Another problem which arose was that the cumulative experience of librarians working with children showed that many books, weak in social viewpoint, lead only to others of their kind, and that such books are the ones read largely by those children which are most occasional and spasmodic in their reading. Here was a determining point in the establishment of standards of reading, for it brought us face to face with the question: Shall we consider this situation our fault since we supply such books to children who need something better vastly more than do children in happier circumstances, or shall we merely justify our selection by maintaining that those children will under no circumstances read a higher grade of books? However, observation showed that other books were read also by children with social limitations; books which, although apparently no better, lead to a better type of reading, and this prompted the policy of the removal of books which had little apparent influence in developing a good reading taste. This was done, however, with the definite intention that an increasingly better standard of reading must mean that no children cease using the library, an end only made possible by a knowledge of the value of the individual book to the individual child.

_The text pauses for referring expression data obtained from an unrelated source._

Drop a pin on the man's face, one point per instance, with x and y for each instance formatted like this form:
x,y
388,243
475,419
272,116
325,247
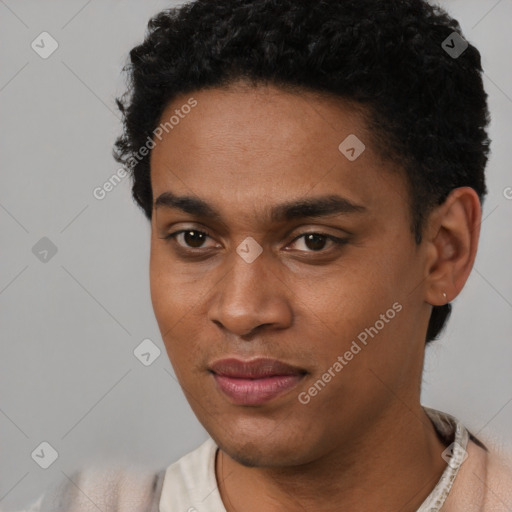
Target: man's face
x,y
253,286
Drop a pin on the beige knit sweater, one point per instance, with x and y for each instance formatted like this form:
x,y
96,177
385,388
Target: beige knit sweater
x,y
482,483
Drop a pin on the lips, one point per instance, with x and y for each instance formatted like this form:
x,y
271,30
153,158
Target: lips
x,y
256,381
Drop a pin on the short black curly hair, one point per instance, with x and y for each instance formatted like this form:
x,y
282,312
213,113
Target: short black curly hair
x,y
426,108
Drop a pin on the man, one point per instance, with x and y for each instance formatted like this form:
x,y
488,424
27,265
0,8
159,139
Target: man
x,y
313,173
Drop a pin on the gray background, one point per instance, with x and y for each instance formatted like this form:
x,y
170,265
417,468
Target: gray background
x,y
68,375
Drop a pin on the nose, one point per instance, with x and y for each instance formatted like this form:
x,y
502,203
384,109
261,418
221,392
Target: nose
x,y
251,296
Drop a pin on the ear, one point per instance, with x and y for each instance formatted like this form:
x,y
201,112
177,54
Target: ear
x,y
452,241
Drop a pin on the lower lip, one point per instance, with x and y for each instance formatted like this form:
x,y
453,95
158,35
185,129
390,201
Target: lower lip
x,y
256,391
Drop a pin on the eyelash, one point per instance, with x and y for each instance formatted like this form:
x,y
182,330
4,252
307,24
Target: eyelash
x,y
337,241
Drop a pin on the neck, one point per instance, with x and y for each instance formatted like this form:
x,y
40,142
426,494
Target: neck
x,y
397,463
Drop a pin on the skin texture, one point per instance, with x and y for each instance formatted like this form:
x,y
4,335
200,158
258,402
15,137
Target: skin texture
x,y
363,442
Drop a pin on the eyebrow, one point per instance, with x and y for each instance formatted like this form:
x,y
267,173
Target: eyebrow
x,y
322,206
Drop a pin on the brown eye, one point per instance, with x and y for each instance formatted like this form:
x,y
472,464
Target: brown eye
x,y
316,242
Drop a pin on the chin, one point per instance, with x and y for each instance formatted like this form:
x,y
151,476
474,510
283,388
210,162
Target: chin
x,y
262,450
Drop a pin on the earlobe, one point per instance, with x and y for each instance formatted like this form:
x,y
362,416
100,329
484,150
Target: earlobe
x,y
454,234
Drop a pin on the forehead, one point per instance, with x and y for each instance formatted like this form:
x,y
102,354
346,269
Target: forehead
x,y
245,146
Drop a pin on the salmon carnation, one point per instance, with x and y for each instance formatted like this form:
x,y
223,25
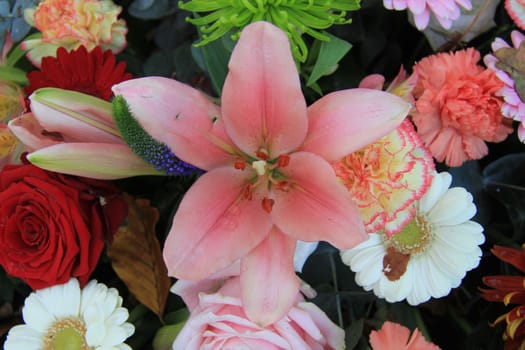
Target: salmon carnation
x,y
504,60
386,177
457,109
72,23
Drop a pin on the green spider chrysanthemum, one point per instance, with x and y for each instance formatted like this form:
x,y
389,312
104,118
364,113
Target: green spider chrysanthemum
x,y
295,17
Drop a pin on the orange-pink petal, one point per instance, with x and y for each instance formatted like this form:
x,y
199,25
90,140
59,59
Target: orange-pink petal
x,y
215,225
344,121
316,206
262,102
268,282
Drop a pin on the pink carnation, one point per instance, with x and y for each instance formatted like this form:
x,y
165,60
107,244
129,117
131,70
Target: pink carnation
x,y
457,108
445,11
218,321
513,106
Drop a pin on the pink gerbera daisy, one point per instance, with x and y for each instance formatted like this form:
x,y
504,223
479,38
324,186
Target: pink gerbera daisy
x,y
457,107
502,63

Now let us see what changes have been evolved in the book collections in the department under consideration:

At first the proportion of books of the doubtful class to those which were standard was considered, and it was seen that this preponderance of the doubtful class should be decreased in order that a child's chances for eventually reading the best might be improved. It is obvious that the reading for the younger children should be the more carefully safeguarded, and this was the first point of attack. As a result, two types of books were eliminated:

1. All series for young children, such as Dotty Dimples and Little Colonels.

2. Books for young children dealing with animal life which have neither humane nor scientific value, such as Pierson and Wesselhoeft.

Also stories of child life for young children were restricted to those which were more natural and possible, and on the other hand, stories read by older girls in which adults were made the beneficiaries of a surprisingly wise child hero, such as the Plympton books, were eliminated.

The successful elimination of these books, together with the study of the children's reading as a whole, suggested later, that other books could be eliminated or restricted without loss of readers. In the course of time, the following results were accomplished:

1. The restriction of the stories of the successful poor boy to those within the range of possibility, as are the Otis books, largely.